Safety signals for the neighborhood are mixed when viewed across geographies. Within the Oakland-Berkeley-Livermore metro (469 neighborhoods total), the neighborhood’s crime rank sits in the lower half, indicating more incidents than many metro peers. Nationally, overall safety indicators land around the mid-to-above-average range, and both property and violent offense estimates show notable year-over-year improvement, which is a constructive trend for long-term hold strategies.

Investors should underwrite to neighborhood-level trends rather than block-level assumptions and monitor whether recent declines in estimated offense rates persist. Continued improvement would bolster leasing stability; variability would warrant prudent security, lighting, and common-area management.

Proximity to Major Employers

A diversified employment base within a commutable radius supports workforce housing demand and lease retention, including logistics, industrial equipment, and blue-chip corporate headquarters noted below.

  • Ryder — logistics (2.9 miles)
  • Caterpillar — industrial equipment offices (4.7 miles)
  • Chevron — energy (10.3 miles) — HQ
  • Clorox — consumer products (10.8 miles) — HQ
  • Gilead Sciences — biopharma (12.2 miles) — HQ
Why invest?

This 102-unit, 1987-vintage asset in San Leandro benefits from a deep everyday-amenity base and neighborhood occupancy that trends above the metro median, supporting income consistency relative to many Oakland-Berkeley-Livermore submarkets. Elevated ownership costs in the area reinforce renter reliance on multifamily, while rent-to-income levels appear manageable for many local households—factors that can aid renewal capture and pricing discipline.

Within a 3-mile radius, forecasts point to rising household counts alongside smaller household sizes and higher incomes—dynamics that can expand the renter pool and support rent growth over time. According to CRE market data from WDSuite, the surrounding neighborhood’s occupancy sits in a nationally strong position, and recent improvements in safety indicators are constructive, though continued monitoring is prudent. Given the property’s relatively newer vintage versus local stock, targeted renovations and system upgrades offer practical value-add pathways.

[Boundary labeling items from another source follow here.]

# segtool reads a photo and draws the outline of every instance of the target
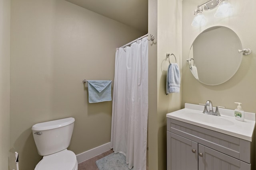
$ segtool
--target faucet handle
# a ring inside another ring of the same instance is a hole
[[[216,106],[216,109],[215,110],[215,113],[217,114],[218,116],[220,116],[220,112],[219,112],[219,108],[225,108],[225,106]]]

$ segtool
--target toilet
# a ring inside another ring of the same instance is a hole
[[[75,119],[69,117],[37,123],[32,127],[37,151],[42,159],[35,170],[77,170],[76,154],[67,149]]]

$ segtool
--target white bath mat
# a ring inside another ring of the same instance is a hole
[[[129,170],[126,159],[122,154],[112,153],[96,160],[96,163],[99,170]]]

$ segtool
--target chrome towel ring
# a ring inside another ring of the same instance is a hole
[[[177,63],[177,60],[176,59],[176,57],[175,57],[175,55],[174,55],[174,54],[173,53],[172,53],[172,54],[170,54],[169,53],[166,53],[166,57],[167,57],[168,59],[169,59],[169,63],[170,64],[171,64],[171,62],[170,62],[170,55],[173,55],[174,57],[174,58],[175,58],[175,63]]]

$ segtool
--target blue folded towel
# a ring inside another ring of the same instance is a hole
[[[110,101],[111,80],[88,80],[89,103]]]
[[[177,63],[169,65],[166,76],[166,95],[173,92],[180,92],[180,70]]]

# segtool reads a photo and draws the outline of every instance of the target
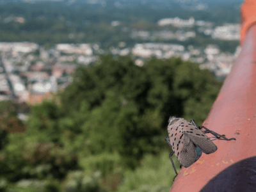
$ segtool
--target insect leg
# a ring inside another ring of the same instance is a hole
[[[172,161],[172,156],[173,154],[174,154],[173,151],[171,152],[171,153],[169,155],[169,157],[170,157],[170,160],[171,160],[171,162],[172,162],[172,166],[173,167],[173,170],[174,170],[174,171],[175,172],[175,173],[176,173],[176,175],[173,179],[173,180],[174,181],[174,180],[175,179],[176,177],[178,176],[178,173],[177,173],[175,166],[174,166],[173,161]]]
[[[196,122],[195,122],[195,120],[193,119],[191,119],[191,120],[190,121],[190,123],[193,124],[195,126],[196,126],[197,128],[198,128],[198,126],[197,126]]]
[[[225,134],[221,135],[221,134],[218,134],[217,132],[215,132],[213,131],[209,130],[207,128],[206,128],[204,126],[199,127],[199,129],[202,129],[202,128],[204,128],[206,130],[206,131],[202,131],[204,133],[211,133],[211,134],[213,134],[214,136],[216,136],[216,138],[217,139],[221,140],[221,138],[223,138],[223,140],[227,140],[227,141],[236,140],[235,138],[228,139],[228,138],[225,137]]]

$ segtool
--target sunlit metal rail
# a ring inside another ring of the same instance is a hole
[[[241,13],[241,52],[203,124],[236,140],[214,140],[218,150],[182,167],[172,192],[256,191],[256,1]]]

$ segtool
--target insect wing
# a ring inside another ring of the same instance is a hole
[[[188,167],[196,159],[195,148],[192,141],[180,128],[179,122],[180,120],[167,128],[170,142],[179,161],[184,167]]]
[[[198,128],[186,120],[182,121],[182,127],[192,141],[198,145],[205,154],[209,154],[215,152],[217,147]]]

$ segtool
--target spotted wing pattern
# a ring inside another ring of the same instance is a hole
[[[167,130],[176,157],[182,166],[188,167],[195,163],[196,154],[194,144],[184,131],[184,120],[182,118],[175,119],[173,124],[169,124]]]
[[[202,150],[203,152],[209,154],[217,150],[215,144],[193,124],[187,122],[184,118],[181,118],[179,122],[182,125],[181,127],[184,129],[184,131],[192,141]]]

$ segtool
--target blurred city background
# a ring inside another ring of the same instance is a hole
[[[241,3],[0,1],[1,191],[168,191],[168,119],[207,116]]]

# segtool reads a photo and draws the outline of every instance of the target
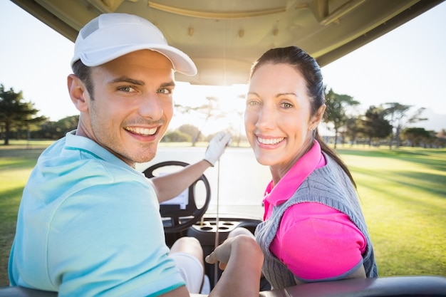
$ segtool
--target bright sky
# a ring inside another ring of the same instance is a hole
[[[424,115],[436,119],[435,127],[427,127],[446,128],[445,16],[446,2],[325,66],[326,85],[353,96],[363,110],[388,102],[426,108]],[[66,80],[73,43],[9,1],[0,0],[0,83],[22,90],[51,120],[78,114]],[[176,90],[180,92],[181,88]],[[222,91],[199,92],[204,98]]]

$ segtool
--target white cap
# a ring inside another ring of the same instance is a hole
[[[197,74],[192,59],[169,46],[155,25],[145,19],[127,14],[101,14],[82,28],[74,43],[71,67],[79,59],[87,66],[98,66],[142,49],[165,56],[175,71],[188,75]]]

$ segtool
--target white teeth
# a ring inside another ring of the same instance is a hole
[[[261,143],[263,145],[276,145],[279,142],[280,142],[281,141],[282,141],[284,140],[284,137],[269,138],[269,139],[264,139],[264,138],[257,137],[257,140],[259,140],[259,142],[260,142],[260,143]]]
[[[128,131],[132,132],[135,134],[139,134],[142,136],[152,135],[157,132],[157,128],[140,128],[140,127],[130,127],[125,128]]]

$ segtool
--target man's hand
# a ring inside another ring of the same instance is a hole
[[[214,166],[224,152],[226,147],[229,145],[232,136],[231,133],[223,131],[214,136],[206,150],[204,160]]]

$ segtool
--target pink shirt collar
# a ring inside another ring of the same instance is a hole
[[[275,187],[272,180],[268,184],[264,196],[264,220],[269,217],[273,207],[288,200],[314,170],[325,165],[326,160],[321,151],[321,145],[314,140],[310,150],[293,165]]]

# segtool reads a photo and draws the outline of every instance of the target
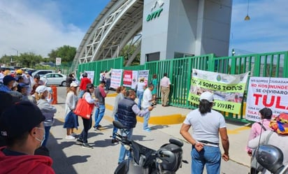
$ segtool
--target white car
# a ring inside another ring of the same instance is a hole
[[[46,73],[40,80],[43,80],[47,86],[59,85],[66,87],[66,76],[62,73]]]

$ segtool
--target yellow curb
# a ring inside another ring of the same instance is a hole
[[[113,110],[114,107],[111,105],[105,104],[106,109]],[[186,116],[181,114],[173,114],[166,116],[153,116],[150,117],[149,119],[150,124],[175,124],[182,123]],[[112,119],[112,118],[111,118]],[[112,119],[112,120],[113,120]],[[137,117],[137,121],[139,122],[143,122],[143,117]]]

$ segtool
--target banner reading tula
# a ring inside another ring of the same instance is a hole
[[[249,72],[229,75],[193,69],[188,101],[199,103],[200,95],[214,95],[213,109],[239,114]]]
[[[288,110],[288,78],[251,77],[247,96],[246,119],[260,120],[259,111],[271,108],[274,115]]]

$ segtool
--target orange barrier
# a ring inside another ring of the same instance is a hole
[[[51,85],[52,101],[51,104],[55,105],[57,103],[57,88],[55,85]]]

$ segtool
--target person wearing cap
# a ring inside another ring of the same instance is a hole
[[[66,78],[66,87],[67,93],[70,91],[70,87],[71,87],[70,84],[71,84],[71,82],[73,82],[75,80],[75,79],[73,76],[72,73],[69,73],[67,78]]]
[[[264,108],[259,110],[261,121],[259,122],[254,122],[251,126],[250,133],[248,138],[248,142],[257,137],[262,131],[271,130],[270,128],[270,121],[272,117],[272,110],[268,108]],[[249,156],[252,156],[253,150],[246,146],[246,151]],[[250,168],[250,173],[258,173],[259,172],[255,171],[253,168]]]
[[[94,87],[93,84],[88,83],[86,86],[86,91],[84,93],[82,98],[85,99],[85,101],[87,102],[89,104],[96,104],[95,99],[92,99],[92,94],[93,94],[94,90]],[[78,145],[81,145],[81,146],[84,148],[90,148],[93,149],[93,146],[91,146],[88,144],[88,131],[91,129],[92,126],[92,114],[90,114],[89,119],[85,119],[82,117],[82,120],[83,122],[83,130],[82,131],[81,133],[79,136],[79,138],[76,140],[76,143]]]
[[[57,109],[54,106],[52,106],[47,101],[49,89],[44,85],[40,85],[36,89],[35,99],[37,102],[37,106],[41,110],[42,114],[45,116],[44,121],[45,126],[45,140],[42,144],[43,146],[46,146],[47,141],[49,138],[50,130],[54,123],[54,116],[57,112]]]
[[[72,82],[70,84],[70,87],[66,97],[65,102],[65,122],[63,127],[66,129],[66,139],[73,140],[75,139],[75,133],[74,133],[74,129],[77,129],[79,126],[78,117],[73,113],[73,110],[76,107],[78,101],[77,97],[77,87],[78,84],[75,82]]]
[[[229,141],[224,116],[212,109],[214,97],[210,92],[201,94],[199,108],[191,111],[180,128],[180,134],[192,145],[192,173],[220,173],[221,151],[219,134],[224,149],[222,159],[229,160]],[[193,134],[189,132],[192,127]]]
[[[29,86],[24,84],[24,83],[18,83],[17,85],[17,91],[20,93],[21,93],[22,97],[22,101],[29,101],[28,99],[28,95],[27,95],[27,90],[29,88]]]
[[[82,96],[83,96],[84,93],[86,91],[86,87],[87,85],[89,83],[92,83],[90,80],[90,79],[89,79],[88,77],[88,74],[86,72],[84,72],[82,74],[82,76],[83,77],[82,78],[81,78],[81,82],[80,82],[80,86],[79,86],[79,96],[78,98],[80,99],[82,98]]]
[[[36,89],[38,87],[38,86],[41,85],[40,85],[40,75],[38,74],[36,74],[33,80],[34,80],[34,82],[31,84],[31,90],[30,92],[31,95],[34,94]]]
[[[281,127],[279,124],[281,125]],[[269,126],[271,130],[263,131],[256,138],[249,140],[248,147],[255,150],[266,143],[267,145],[274,145],[283,152],[283,165],[287,166],[288,165],[288,114],[282,113],[276,117],[273,117],[270,121]],[[270,174],[271,173],[264,168],[261,173]]]
[[[14,83],[16,82],[12,75],[8,75],[3,78],[3,85],[0,87],[0,92],[10,92],[12,91]]]
[[[0,116],[0,136],[7,146],[0,147],[0,173],[55,173],[49,157],[34,155],[45,138],[39,108],[21,101],[7,108]]]

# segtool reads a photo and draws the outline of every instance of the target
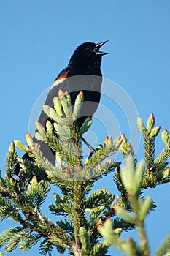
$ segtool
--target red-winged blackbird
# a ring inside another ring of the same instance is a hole
[[[59,89],[67,91],[74,105],[76,97],[80,91],[84,93],[84,102],[77,120],[80,127],[88,116],[93,116],[96,110],[101,97],[102,74],[101,62],[103,55],[108,53],[100,51],[100,48],[107,42],[96,44],[87,42],[79,45],[72,56],[68,66],[62,70],[52,85],[45,105],[53,106],[53,98],[58,95]],[[39,122],[45,127],[47,116],[42,111]],[[45,157],[52,163],[55,162],[55,155],[48,146],[34,137],[34,143],[41,145],[41,150]],[[23,159],[28,159],[28,154]]]

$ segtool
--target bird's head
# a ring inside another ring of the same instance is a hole
[[[79,64],[80,65],[83,64],[88,65],[96,62],[100,64],[101,56],[109,53],[100,51],[100,48],[108,41],[109,40],[97,44],[91,42],[86,42],[81,44],[74,50],[70,59],[70,62]]]

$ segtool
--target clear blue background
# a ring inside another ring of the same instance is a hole
[[[39,94],[65,67],[75,48],[85,41],[109,39],[103,48],[111,53],[103,58],[104,78],[126,91],[142,118],[146,120],[152,112],[156,125],[170,130],[169,10],[169,0],[1,0],[1,169],[4,170],[10,142],[14,139],[25,142],[31,109]],[[102,104],[107,104],[104,97]],[[118,110],[117,112],[117,108],[107,108],[116,116],[121,132],[128,135],[128,127],[123,127],[124,116]],[[98,131],[95,121],[91,130],[102,141],[106,134]],[[161,140],[158,142],[156,152],[163,146]],[[142,147],[138,157],[143,157]],[[96,187],[104,186],[117,193],[112,176]],[[147,189],[146,195],[151,195],[158,205],[146,221],[154,255],[169,232],[169,184]],[[53,197],[49,200],[53,202]],[[47,214],[45,208],[43,210]],[[2,222],[1,230],[12,225],[9,221]],[[136,238],[134,232],[125,234],[130,236]],[[122,255],[112,248],[109,252]],[[38,249],[34,248],[25,255],[32,254],[39,255]],[[18,250],[11,255],[19,256],[23,252]],[[54,251],[53,255],[57,255]]]

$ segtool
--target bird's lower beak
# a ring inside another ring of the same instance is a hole
[[[96,51],[96,54],[97,55],[105,55],[105,54],[109,54],[109,53],[105,53],[105,52],[101,52],[101,51],[99,51],[98,50],[100,49],[100,48],[104,45],[106,42],[107,42],[109,40],[107,40],[107,41],[104,41],[102,42],[99,42],[98,44],[96,44],[96,49],[98,50]]]

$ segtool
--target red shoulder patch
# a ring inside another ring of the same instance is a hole
[[[63,75],[60,75],[59,78],[55,79],[55,82],[59,81],[61,79],[66,78],[67,77],[67,75],[68,75],[69,72],[69,70],[67,70],[66,72],[66,73],[64,73]]]

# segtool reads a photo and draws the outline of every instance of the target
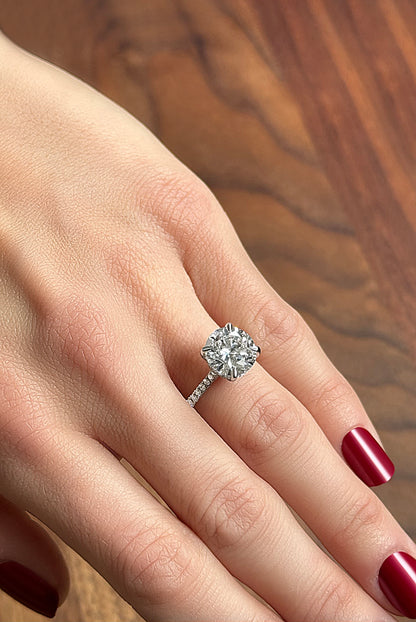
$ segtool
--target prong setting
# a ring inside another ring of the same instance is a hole
[[[231,382],[247,373],[259,354],[260,348],[250,335],[231,322],[214,330],[201,349],[211,370]]]

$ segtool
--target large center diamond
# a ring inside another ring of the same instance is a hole
[[[236,380],[254,365],[260,354],[250,335],[228,323],[208,337],[201,356],[219,376]]]

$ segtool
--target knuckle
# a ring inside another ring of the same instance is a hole
[[[376,538],[383,528],[384,511],[380,500],[366,491],[360,496],[347,497],[348,501],[343,504],[342,511],[338,514],[340,522],[334,532],[333,544],[338,550],[340,547],[349,546],[355,538]],[[364,532],[364,533],[361,533]]]
[[[144,240],[142,242],[139,249],[130,240],[110,240],[102,249],[102,257],[111,280],[131,298],[146,302],[148,288],[143,275],[152,270],[150,262],[154,263],[154,252],[145,247]]]
[[[207,493],[202,514],[193,521],[197,533],[216,550],[247,547],[271,523],[266,491],[260,482],[237,476],[216,481]],[[198,500],[198,509],[202,506]]]
[[[112,323],[103,306],[81,290],[48,299],[34,343],[54,363],[71,372],[78,368],[91,382],[114,374]]]
[[[345,578],[332,578],[311,594],[308,607],[308,622],[321,620],[346,620],[351,615],[354,592],[351,583]]]
[[[17,368],[0,368],[0,448],[40,471],[58,447],[60,428],[51,421],[47,404],[30,378]]]
[[[285,344],[294,346],[306,337],[308,326],[300,313],[278,297],[262,295],[257,301],[254,299],[253,307],[259,343],[266,344],[268,351],[275,352]]]
[[[124,538],[114,563],[129,590],[159,604],[186,599],[203,568],[178,534],[155,526],[133,530]]]
[[[345,378],[335,372],[319,383],[310,396],[313,410],[326,411],[328,408],[348,410],[355,396],[354,389]]]
[[[146,209],[181,248],[209,235],[219,204],[204,182],[186,170],[152,173]]]
[[[246,409],[239,442],[244,457],[258,466],[276,453],[293,454],[305,437],[304,430],[300,409],[276,390],[269,390]]]

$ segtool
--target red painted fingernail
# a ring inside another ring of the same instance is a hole
[[[365,428],[354,428],[344,436],[342,453],[351,469],[367,486],[385,484],[394,473],[394,464]]]
[[[382,563],[378,582],[396,609],[416,618],[416,559],[402,551],[393,553]]]
[[[45,579],[18,562],[0,562],[0,589],[48,618],[53,618],[58,608],[58,592]]]

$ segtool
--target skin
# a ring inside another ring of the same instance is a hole
[[[353,427],[378,438],[353,389],[201,180],[92,88],[0,52],[0,558],[65,599],[29,511],[148,620],[393,620],[378,569],[416,545],[342,459]],[[193,410],[227,321],[261,357]]]

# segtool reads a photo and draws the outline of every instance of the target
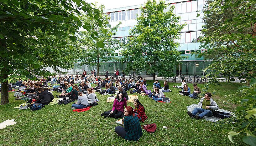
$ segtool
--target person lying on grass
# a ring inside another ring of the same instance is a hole
[[[190,88],[188,87],[187,84],[184,85],[182,90],[180,91],[179,92],[180,93],[179,94],[182,96],[189,96],[191,94],[190,93]]]
[[[84,108],[88,107],[89,103],[87,97],[85,94],[83,94],[83,93],[79,91],[78,93],[78,98],[77,98],[77,101],[75,103],[72,104],[71,109],[76,108],[79,109]]]
[[[195,118],[197,119],[202,118],[205,116],[212,116],[212,113],[215,110],[219,109],[219,106],[211,98],[211,93],[206,92],[204,97],[201,98],[198,107],[194,108],[192,113],[188,111],[188,114],[191,118]],[[196,115],[198,113],[199,114]]]
[[[104,118],[109,116],[116,118],[123,117],[123,106],[126,107],[126,99],[123,96],[123,93],[120,93],[115,99],[112,110],[104,112],[101,116],[105,116]]]
[[[134,99],[133,103],[133,105],[135,107],[133,109],[134,113],[137,115],[139,121],[144,122],[144,120],[148,118],[145,113],[144,107],[138,99]]]
[[[118,136],[128,140],[138,140],[142,136],[142,129],[133,108],[128,106],[123,112],[125,117],[123,119],[124,128],[118,126],[115,128]]]
[[[153,96],[152,97],[152,99],[154,100],[156,102],[161,101],[163,98],[165,97],[164,93],[161,90],[157,88],[155,89],[156,93],[152,93]]]

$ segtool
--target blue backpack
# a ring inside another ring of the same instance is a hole
[[[44,106],[42,104],[40,103],[34,103],[33,105],[30,106],[30,109],[31,110],[36,110],[40,109],[43,107],[44,107]]]

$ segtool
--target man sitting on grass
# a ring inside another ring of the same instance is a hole
[[[206,92],[204,97],[201,98],[198,103],[198,107],[195,108],[192,113],[188,111],[188,114],[193,118],[196,118],[196,119],[200,119],[205,116],[212,116],[212,113],[215,110],[219,109],[219,106],[211,97],[212,94]],[[199,114],[196,115],[197,113]]]

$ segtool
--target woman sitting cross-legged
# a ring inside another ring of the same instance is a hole
[[[138,99],[134,99],[133,100],[133,105],[135,109],[133,109],[133,112],[137,115],[139,120],[144,122],[144,120],[148,118],[145,113],[144,107]]]
[[[183,88],[182,90],[180,91],[179,92],[180,93],[179,94],[182,96],[189,96],[191,94],[190,93],[190,88],[188,86],[188,85],[187,84],[185,84],[184,85],[184,87]]]
[[[124,114],[125,117],[123,119],[124,128],[118,126],[115,128],[118,136],[128,140],[138,140],[142,136],[142,130],[137,116],[133,111],[133,108],[126,107]]]
[[[88,107],[89,103],[86,95],[83,94],[83,93],[81,91],[78,92],[78,94],[79,96],[77,99],[77,101],[76,102],[76,104],[72,104],[72,107],[73,108],[76,108],[80,109]]]
[[[126,107],[126,99],[124,98],[122,93],[119,93],[114,101],[112,110],[102,113],[101,116],[105,116],[104,118],[109,116],[116,118],[123,117],[123,106]]]
[[[161,90],[159,90],[159,89],[157,88],[155,89],[155,94],[154,93],[152,93],[154,95],[152,96],[152,99],[155,100],[156,102],[161,101],[163,98],[165,97],[164,93]]]

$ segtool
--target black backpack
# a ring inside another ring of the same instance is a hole
[[[227,113],[216,111],[213,113],[213,116],[219,119],[224,119],[230,117],[232,116],[232,114]]]

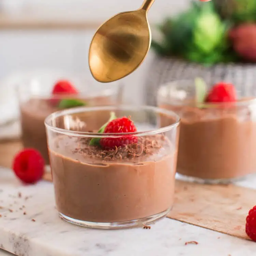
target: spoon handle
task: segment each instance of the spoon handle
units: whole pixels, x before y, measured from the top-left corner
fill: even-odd
[[[145,10],[146,12],[147,12],[154,2],[155,2],[155,0],[144,0],[144,2],[143,2],[143,3],[141,5],[141,9]]]

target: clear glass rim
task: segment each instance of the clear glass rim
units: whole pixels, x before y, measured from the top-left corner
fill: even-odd
[[[117,109],[117,110],[121,111],[131,110],[132,111],[139,111],[140,110],[142,111],[151,111],[156,113],[166,114],[170,116],[172,116],[174,117],[175,122],[171,125],[161,128],[158,128],[152,131],[111,133],[100,133],[97,132],[88,132],[72,131],[57,127],[50,124],[50,122],[51,120],[58,117],[66,115],[71,115],[76,113],[79,113],[83,112],[88,112],[90,111],[100,110],[111,111],[112,110],[116,110]],[[92,138],[102,138],[106,137],[111,137],[114,136],[115,138],[117,137],[118,138],[118,136],[121,137],[123,136],[124,135],[132,135],[143,136],[153,135],[157,133],[165,132],[171,130],[174,128],[176,128],[179,125],[180,121],[180,117],[174,112],[161,109],[158,107],[145,105],[132,106],[126,105],[119,105],[118,106],[104,106],[91,107],[82,106],[64,110],[60,110],[55,112],[48,115],[44,120],[44,124],[46,130],[49,129],[52,131],[57,132],[58,133],[67,136],[78,137],[89,137]]]
[[[38,99],[48,99],[54,97],[55,99],[61,99],[63,98],[63,96],[65,96],[65,94],[60,94],[59,95],[52,95],[51,94],[48,94],[44,95],[40,95],[40,94],[37,94],[33,93],[33,90],[31,88],[32,85],[26,86],[23,86],[23,85],[19,84],[16,85],[15,87],[15,90],[16,93],[17,94],[18,96],[20,96],[23,93],[28,93],[31,94],[31,96],[36,98]],[[99,90],[95,90],[95,91],[88,91],[86,90],[83,90],[82,89],[79,89],[79,93],[77,94],[68,94],[66,96],[68,96],[70,98],[75,98],[77,97],[77,96],[85,97],[86,98],[91,98],[94,97],[101,97],[101,96],[110,96],[114,95],[117,94],[117,87],[118,88],[119,85],[117,84],[115,86],[113,87],[113,88],[104,88],[102,87],[102,89]],[[43,87],[43,85],[40,85],[39,86],[39,88]]]
[[[161,94],[160,92],[160,89],[161,88],[162,88],[165,87],[167,87],[168,86],[170,86],[172,84],[174,84],[176,83],[182,83],[186,82],[186,83],[189,82],[194,82],[195,79],[178,79],[177,80],[173,80],[170,81],[169,82],[167,82],[161,84],[160,87],[158,92],[158,105],[160,104],[168,104],[167,102],[159,102],[159,97],[164,97],[163,95]],[[256,104],[256,96],[251,97],[244,97],[244,98],[242,98],[241,99],[239,99],[238,100],[236,101],[231,102],[220,102],[220,103],[198,103],[196,102],[193,101],[190,102],[186,103],[183,100],[179,100],[179,99],[175,99],[174,98],[170,98],[172,100],[174,101],[173,105],[179,105],[179,106],[194,106],[195,107],[197,107],[198,106],[198,105],[200,106],[200,108],[203,107],[205,108],[219,108],[224,107],[225,106],[230,106],[230,105],[233,107],[236,106],[247,106],[252,104]]]

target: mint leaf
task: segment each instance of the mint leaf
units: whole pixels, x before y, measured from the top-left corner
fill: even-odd
[[[60,109],[69,109],[76,106],[86,106],[86,102],[74,99],[63,99],[59,104]]]
[[[106,128],[106,126],[110,122],[111,122],[112,120],[113,120],[114,119],[116,119],[117,117],[116,116],[114,112],[110,112],[110,117],[109,119],[108,120],[108,122],[104,124],[100,128],[99,130],[97,132],[99,133],[103,133],[104,131],[104,130]],[[100,141],[100,139],[99,138],[93,138],[90,141],[90,143],[89,144],[90,146],[95,145],[99,144],[99,142]]]
[[[196,86],[196,100],[197,106],[202,107],[202,103],[205,99],[207,90],[205,82],[200,77],[196,77],[195,80]]]

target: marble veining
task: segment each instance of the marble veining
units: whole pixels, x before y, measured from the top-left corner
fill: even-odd
[[[255,187],[255,178],[239,183]],[[61,219],[53,184],[24,186],[0,169],[0,248],[19,256],[251,256],[255,244],[165,218],[150,229],[98,230]],[[186,242],[195,241],[198,244]],[[0,256],[10,256],[0,251]]]

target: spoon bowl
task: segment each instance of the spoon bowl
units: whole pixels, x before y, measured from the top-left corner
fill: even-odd
[[[147,13],[154,1],[145,0],[138,10],[117,14],[98,29],[89,54],[90,69],[96,80],[115,81],[141,63],[151,44]]]

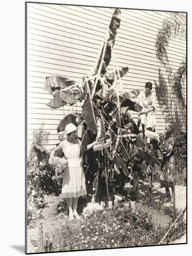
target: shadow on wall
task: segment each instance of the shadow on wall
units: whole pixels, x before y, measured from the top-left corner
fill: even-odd
[[[175,94],[173,88],[168,88],[167,85],[173,84],[171,77],[172,68],[167,67],[168,82],[166,82],[161,72],[159,69],[159,83],[154,81],[156,95],[160,107],[166,123],[170,123],[175,130],[186,130],[186,106],[184,102]]]

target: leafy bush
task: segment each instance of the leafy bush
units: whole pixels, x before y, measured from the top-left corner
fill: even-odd
[[[186,166],[186,134],[184,132],[178,133],[174,132],[173,134],[175,142],[174,155],[178,162],[181,165]]]

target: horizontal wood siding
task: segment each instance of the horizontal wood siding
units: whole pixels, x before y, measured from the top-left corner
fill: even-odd
[[[114,9],[45,4],[27,4],[27,133],[44,129],[50,133],[46,148],[59,142],[57,128],[64,115],[81,111],[83,103],[54,110],[46,106],[51,95],[43,89],[48,75],[64,76],[81,84],[83,76],[95,64],[110,23]],[[122,21],[114,47],[119,67],[128,66],[122,79],[125,92],[145,89],[146,82],[155,87],[163,83],[162,102],[157,95],[156,130],[162,132],[167,120],[175,129],[186,129],[185,108],[173,90],[174,74],[186,54],[185,39],[174,39],[167,48],[169,62],[162,65],[157,59],[155,42],[158,28],[171,13],[121,9]],[[112,63],[109,69],[113,70]],[[186,98],[186,85],[184,93]],[[164,97],[165,98],[165,97]],[[166,97],[165,97],[166,98]],[[137,121],[138,114],[132,114]]]

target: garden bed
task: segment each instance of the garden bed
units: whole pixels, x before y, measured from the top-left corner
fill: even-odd
[[[129,204],[121,204],[119,208],[105,209],[104,212],[82,215],[81,220],[71,223],[64,214],[55,216],[55,208],[59,197],[45,197],[47,207],[43,209],[42,219],[44,232],[44,251],[118,248],[133,246],[130,222]],[[165,212],[147,206],[141,201],[133,208],[133,233],[134,246],[157,244],[167,229],[172,218]],[[172,209],[171,210],[172,210]],[[34,222],[28,229],[28,252],[39,250],[40,220]],[[169,236],[166,243],[172,243],[185,232],[185,222],[174,229],[172,240]]]

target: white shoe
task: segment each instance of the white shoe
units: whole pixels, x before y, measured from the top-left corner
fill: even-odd
[[[69,218],[70,221],[72,221],[74,219],[74,217],[73,216],[73,213],[70,213],[69,214]]]
[[[78,214],[78,213],[77,212],[76,210],[74,210],[73,211],[73,215],[75,216],[75,217],[76,218],[76,219],[79,219],[81,218],[79,215]]]

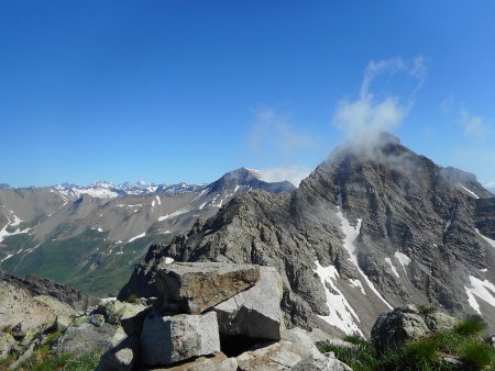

  • Neighborhood occupancy is strong nationally and above the metro median, supporting income durability.
  • Elevated home values bolster multifamily demand; rent-to-income metrics support retention.
  • 1987 vintage provides competitive positioning with clear value-add potential via modernization.
  • 3-mile demographics show growing household counts and higher incomes, expanding the renter base.
  • Risks: amenity gaps in parks/cafés and mixed-but-improving safety trends warrant active management.